Overseas expansion can be a tremendous opportunity for a business, but many companies hesitate before taking that first step outside the country’s borders.
Unfamiliar regulations, long-distance management and other issues can crop up, but the risk can pay off.
That was the case for of Landover, Md., a provider of management, administrative and meeting support for federal government agencies and contractors. The company had an enormous opportunity that required it to open an office in London, England. And it almost didn’t take it. But with the right advice and the right personnel, this global expansion paid off.
“As a small business, we were anxious about accepting work in London,” notes President and CEO Wayne Gatewood. “Our job was to set up operations overseas to support global conferences, events and gatherings by the international community. We had never been overseas. We almost turned the work down. We were leery about stepping outside of our comfort zone.”
Here’s how Quality Support ensured that its overseas expansion was a success.
Get the facts – and the forms
Business rules and regulations vary significantly from country to country, so a critical first step is to understand what is required to open an office in a given country. Gatewood quickly discovered that Quality Support’s first challenge was to apply for a license to operate in Great Britain. “We didn’t know how to do that,” Gatewood admits, so he hired an attorney who understood how to do business in Britain to get that done. Next came having to deal with offshore taxes and other requirements. “Our CPA explained that there were taxes we’d have to pay and certain documents we’d have to file,” Gatewood adds. “He got in touch with an organization in London that facilitates small business entry into Great Britain. They were able to work with him so we knew what documents needed to be filed.”

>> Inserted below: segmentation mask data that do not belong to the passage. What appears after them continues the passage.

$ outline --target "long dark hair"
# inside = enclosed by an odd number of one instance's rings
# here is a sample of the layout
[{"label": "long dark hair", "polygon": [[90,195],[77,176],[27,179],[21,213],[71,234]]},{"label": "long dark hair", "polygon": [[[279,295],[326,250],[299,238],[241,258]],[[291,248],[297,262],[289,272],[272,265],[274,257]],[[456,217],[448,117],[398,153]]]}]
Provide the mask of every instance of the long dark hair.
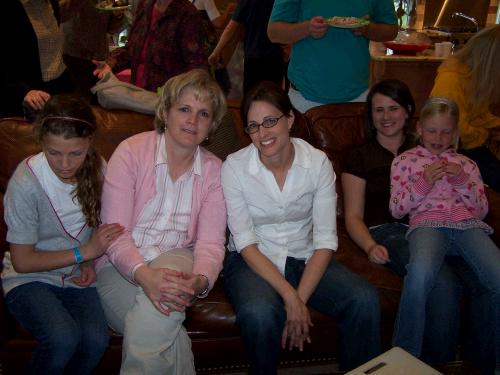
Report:
[{"label": "long dark hair", "polygon": [[[35,140],[42,144],[47,134],[69,138],[89,138],[96,133],[96,119],[92,108],[85,100],[73,95],[51,97],[38,114],[33,127]],[[83,164],[75,174],[76,186],[73,198],[82,207],[86,222],[90,227],[100,223],[102,192],[102,157],[93,142],[87,151]]]},{"label": "long dark hair", "polygon": [[370,92],[366,97],[365,113],[368,137],[375,137],[377,135],[377,130],[375,129],[372,116],[373,96],[375,94],[387,96],[405,109],[408,114],[404,127],[405,133],[407,134],[411,129],[411,123],[415,113],[415,100],[413,99],[411,91],[406,83],[398,79],[386,79],[375,84],[370,89]]}]

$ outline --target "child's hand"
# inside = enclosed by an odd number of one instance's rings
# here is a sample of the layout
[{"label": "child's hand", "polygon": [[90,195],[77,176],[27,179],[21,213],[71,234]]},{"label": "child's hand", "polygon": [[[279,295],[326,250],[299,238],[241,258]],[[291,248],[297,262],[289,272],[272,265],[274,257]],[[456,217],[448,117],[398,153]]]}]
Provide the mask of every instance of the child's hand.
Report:
[{"label": "child's hand", "polygon": [[451,162],[447,162],[444,168],[446,171],[446,175],[450,177],[458,176],[460,173],[462,173],[463,170],[460,164]]},{"label": "child's hand", "polygon": [[78,286],[82,288],[88,287],[94,281],[96,281],[97,276],[94,269],[94,262],[87,261],[80,265],[80,276],[75,276],[71,280]]},{"label": "child's hand", "polygon": [[85,260],[100,257],[108,249],[108,246],[118,238],[125,228],[120,224],[102,224],[94,230],[90,241],[82,246],[82,255]]},{"label": "child's hand", "polygon": [[446,175],[446,160],[438,160],[429,165],[424,170],[424,179],[429,185],[434,185],[436,181],[442,179]]}]

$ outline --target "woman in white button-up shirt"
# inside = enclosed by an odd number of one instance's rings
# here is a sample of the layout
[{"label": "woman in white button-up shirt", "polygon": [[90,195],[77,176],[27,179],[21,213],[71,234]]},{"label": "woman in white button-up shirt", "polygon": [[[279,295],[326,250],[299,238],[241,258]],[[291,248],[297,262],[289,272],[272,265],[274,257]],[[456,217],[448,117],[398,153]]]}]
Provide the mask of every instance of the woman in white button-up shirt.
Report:
[{"label": "woman in white button-up shirt", "polygon": [[222,186],[231,230],[224,285],[251,372],[274,374],[280,347],[310,342],[310,305],[337,319],[346,370],[380,351],[375,288],[332,259],[335,174],[324,152],[290,138],[295,110],[264,82],[242,103],[252,144],[230,155]]}]

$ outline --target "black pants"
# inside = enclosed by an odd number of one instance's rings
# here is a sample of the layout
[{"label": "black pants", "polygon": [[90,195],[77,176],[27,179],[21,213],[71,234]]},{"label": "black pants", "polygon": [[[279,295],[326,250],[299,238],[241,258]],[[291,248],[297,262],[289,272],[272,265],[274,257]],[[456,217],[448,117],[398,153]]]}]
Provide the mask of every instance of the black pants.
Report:
[{"label": "black pants", "polygon": [[260,81],[272,81],[282,85],[285,63],[281,50],[262,58],[245,57],[243,72],[243,93],[247,93]]},{"label": "black pants", "polygon": [[474,160],[485,184],[493,190],[500,191],[500,160],[486,146],[460,150],[460,152]]},{"label": "black pants", "polygon": [[99,80],[93,75],[96,66],[90,60],[63,55],[64,64],[73,82],[75,93],[87,100],[92,98],[90,88]]}]

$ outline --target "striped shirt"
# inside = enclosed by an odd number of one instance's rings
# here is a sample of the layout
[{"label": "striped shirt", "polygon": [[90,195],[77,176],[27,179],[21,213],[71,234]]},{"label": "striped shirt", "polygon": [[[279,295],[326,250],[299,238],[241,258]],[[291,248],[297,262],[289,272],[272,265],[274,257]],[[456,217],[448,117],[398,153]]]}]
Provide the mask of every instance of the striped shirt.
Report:
[{"label": "striped shirt", "polygon": [[194,174],[201,175],[199,149],[190,170],[172,181],[169,175],[165,137],[158,137],[155,155],[157,194],[144,206],[132,237],[146,262],[163,252],[181,247],[187,238],[191,217]]}]

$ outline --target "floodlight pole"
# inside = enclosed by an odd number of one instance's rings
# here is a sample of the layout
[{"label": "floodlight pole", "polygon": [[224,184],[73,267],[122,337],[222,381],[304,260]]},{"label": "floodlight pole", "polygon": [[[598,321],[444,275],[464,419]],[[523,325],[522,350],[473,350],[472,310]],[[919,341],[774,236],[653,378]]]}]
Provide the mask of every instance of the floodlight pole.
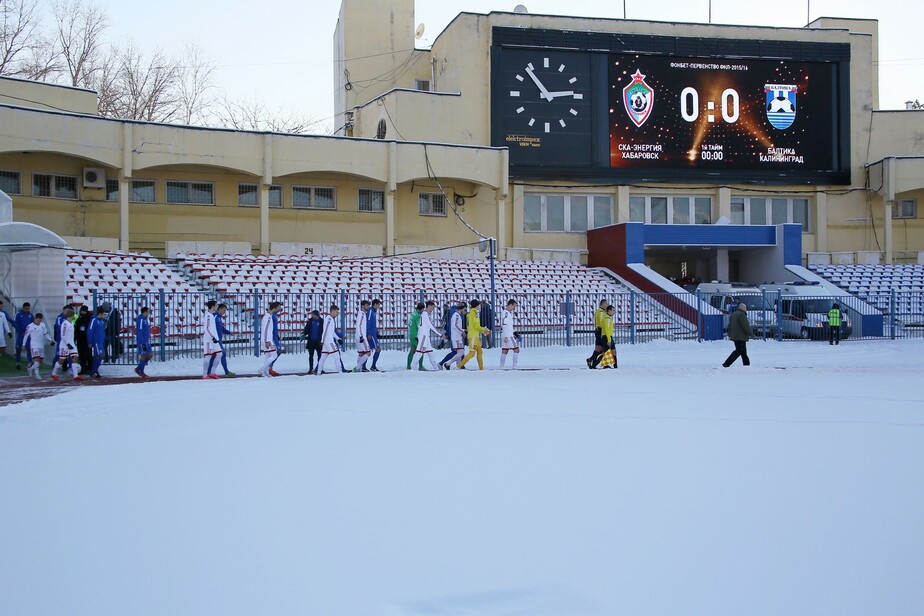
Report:
[{"label": "floodlight pole", "polygon": [[[494,261],[497,259],[497,240],[488,238],[488,262],[491,266],[491,334],[494,334],[494,324],[497,323],[497,289],[494,285]],[[493,339],[492,339],[493,344]]]}]

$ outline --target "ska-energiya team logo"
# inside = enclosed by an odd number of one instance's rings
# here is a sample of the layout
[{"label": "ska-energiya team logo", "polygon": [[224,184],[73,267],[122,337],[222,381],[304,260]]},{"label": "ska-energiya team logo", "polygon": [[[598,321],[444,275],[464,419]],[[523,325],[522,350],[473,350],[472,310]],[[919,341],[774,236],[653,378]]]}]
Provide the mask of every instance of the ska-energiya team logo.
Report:
[{"label": "ska-energiya team logo", "polygon": [[786,130],[796,121],[796,93],[798,86],[783,86],[768,83],[764,86],[767,93],[767,119],[774,128]]},{"label": "ska-energiya team logo", "polygon": [[654,90],[645,83],[645,76],[636,69],[632,81],[622,89],[622,104],[629,114],[629,119],[636,126],[641,126],[654,109]]}]

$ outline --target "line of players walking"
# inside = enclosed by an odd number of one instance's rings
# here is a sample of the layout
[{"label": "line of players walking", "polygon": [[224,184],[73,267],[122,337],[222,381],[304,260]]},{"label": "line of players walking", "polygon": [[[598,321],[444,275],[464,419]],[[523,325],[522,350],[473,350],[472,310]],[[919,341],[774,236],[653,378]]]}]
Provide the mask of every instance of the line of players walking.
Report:
[{"label": "line of players walking", "polygon": [[[284,347],[279,335],[279,312],[282,310],[281,302],[270,302],[260,321],[259,344],[263,363],[259,374],[263,377],[280,376],[274,369],[279,356],[284,353]],[[466,364],[475,359],[478,369],[484,370],[482,338],[491,334],[491,330],[481,323],[482,303],[473,299],[469,302],[458,301],[450,305],[444,318],[443,329],[437,329],[434,312],[436,302],[419,302],[408,315],[408,342],[406,369],[413,367],[417,358],[418,370],[428,371],[424,367],[424,359],[430,364],[430,370],[465,369]],[[31,363],[28,372],[36,379],[41,379],[40,368],[44,361],[45,346],[55,345],[55,360],[51,378],[59,379],[63,369],[70,370],[75,380],[83,380],[86,376],[100,377],[99,368],[106,357],[106,318],[105,305],[96,309],[92,317],[87,316],[87,308],[81,307],[81,317],[74,315],[74,307],[70,304],[64,307],[58,315],[54,325],[54,337],[48,332],[42,314],[32,315],[28,304],[17,313],[15,319],[10,319],[17,331],[17,350],[25,348],[29,351]],[[206,312],[201,323],[203,344],[203,379],[221,378],[217,373],[218,366],[224,369],[224,376],[236,376],[228,369],[227,353],[224,348],[224,338],[233,333],[225,326],[228,307],[225,304],[210,300],[206,303]],[[314,310],[310,313],[307,323],[302,330],[302,339],[308,350],[308,374],[318,375],[330,372],[378,372],[378,360],[382,352],[379,343],[378,323],[382,310],[381,300],[362,300],[360,309],[354,315],[352,331],[357,353],[356,365],[350,370],[343,363],[341,348],[343,334],[337,326],[340,317],[340,308],[331,305],[327,314],[321,315]],[[500,368],[506,368],[507,355],[513,351],[511,368],[516,369],[520,355],[520,336],[514,329],[517,301],[510,299],[501,311],[500,334],[501,356]],[[147,379],[145,371],[148,363],[153,359],[151,346],[151,326],[149,321],[150,309],[142,307],[134,322],[135,343],[138,350],[138,364],[135,374]],[[600,307],[594,314],[596,329],[596,344],[592,355],[587,358],[588,368],[616,367],[614,344],[614,307],[606,300],[600,302]],[[5,321],[6,319],[2,319]],[[25,321],[29,320],[26,325]],[[19,328],[19,321],[25,327]],[[85,337],[85,344],[75,342],[75,332],[79,328],[80,335]],[[19,332],[22,332],[20,335]],[[0,326],[0,340],[3,339],[3,330]],[[7,332],[10,336],[11,333]],[[431,336],[439,336],[449,342],[449,351],[439,362],[434,357],[435,349],[431,343]],[[82,342],[82,340],[80,341]],[[83,346],[88,348],[89,357],[83,357]],[[441,345],[442,346],[442,345]],[[465,349],[468,347],[468,353]],[[335,356],[335,357],[334,357]],[[18,361],[18,353],[17,353]]]},{"label": "line of players walking", "polygon": [[[434,310],[436,302],[420,302],[414,311],[408,316],[408,342],[410,350],[407,356],[407,369],[410,370],[415,357],[418,358],[418,370],[426,370],[423,366],[424,358],[428,359],[431,370],[445,369],[449,370],[455,365],[457,369],[464,369],[469,360],[475,358],[478,362],[479,370],[484,369],[484,360],[482,357],[481,337],[490,334],[490,329],[481,324],[479,300],[471,300],[468,304],[457,302],[450,308],[448,318],[444,324],[444,331],[436,328],[434,323]],[[500,367],[504,368],[507,355],[513,351],[512,367],[517,367],[520,353],[520,338],[514,331],[514,315],[516,313],[516,300],[509,300],[506,308],[501,313],[501,360]],[[225,366],[226,376],[233,376],[229,373],[226,363],[226,354],[222,345],[224,334],[228,333],[224,328],[221,318],[226,310],[224,304],[218,304],[215,301],[206,303],[206,313],[202,320],[202,344],[203,344],[203,379],[221,378],[217,373],[217,366],[221,363]],[[308,350],[308,374],[318,375],[328,372],[325,368],[331,366],[330,372],[378,372],[377,366],[379,355],[382,352],[379,343],[378,320],[381,313],[381,300],[362,300],[360,310],[353,319],[353,335],[356,347],[356,366],[348,370],[343,363],[341,347],[343,344],[343,334],[337,327],[337,319],[340,316],[340,307],[336,304],[330,306],[329,312],[321,315],[317,310],[311,312],[308,322],[302,330],[302,338],[305,340],[305,347]],[[263,364],[259,374],[263,377],[279,376],[273,366],[284,353],[279,336],[279,319],[278,314],[282,309],[281,302],[271,302],[260,320],[260,351],[263,355]],[[463,317],[463,314],[465,315]],[[143,331],[142,328],[136,327],[136,331]],[[433,357],[433,346],[430,342],[432,334],[440,336],[450,341],[451,349],[449,353],[437,362]],[[149,349],[149,339],[141,334],[138,338],[139,353],[141,349]],[[465,347],[468,346],[469,353],[465,355]],[[317,364],[315,363],[317,359]],[[371,364],[370,364],[371,359]],[[367,366],[367,364],[370,364]],[[139,376],[145,377],[144,366],[139,364],[135,370]]]}]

Manage processes (here and there)
Another critical hurdle for Quality Support was ensuring that the kinds of processes and logistics that were second nature at home could be transferred to overseas operations. For example, he needed to work with his bank to set up financial relationships on both sides of the Atlantic so he could transfer funds to and from the London office. Since there would be a number of one-time expenses related to opening the office, Quality Support needed to obtain a line of credit. This required Gatewood to show proof – in the form of signed contracts, guarantees and letters of credit – that his company would have the income to manage the loan. Even with this, the U.S. bank with which he had a long-term relationship turned him down. However, he was able to obtain the necessary funds elsewhere.
Choose the right people
For Gatewood, the success of the U.K. operation hinged on putting the right people in place, and empowering those people (who would come from his U.S. office) to manage the venture successfully. He realized it would be impossible to be a hands-on manager. “We employ the leadership training I learned in the Marine Corps,” notes Gatewood. “You have to delegate. If you don’t trust your managers to do what they need to do, you’ve got problems in your organization. You’ve got to hire people who can take care of their people and maintain employee morale.”
Build a reporting structure
With the right people in place, setting up clear lines of communications between the U.S. and the U.K. became crucial. This ensured that projects that required tight deadlines wouldn’t lag because of time zone or communication issues. “We had twice-weekly reports required from our people,” Gatewood says. “It covered what they worked on, any surge requirements, anything that required beyond normal work day hours, problems and perceived concerns, and what they needed from us here in the U.S. As much as it was their responsibility, we have to mirror that responsibility in the U.S. to give them the tools they need to do it.”
With the right planning, attention to detail and people in place, the whole process of global expansion can be more comfortable – and more profitable – than you ever imagined.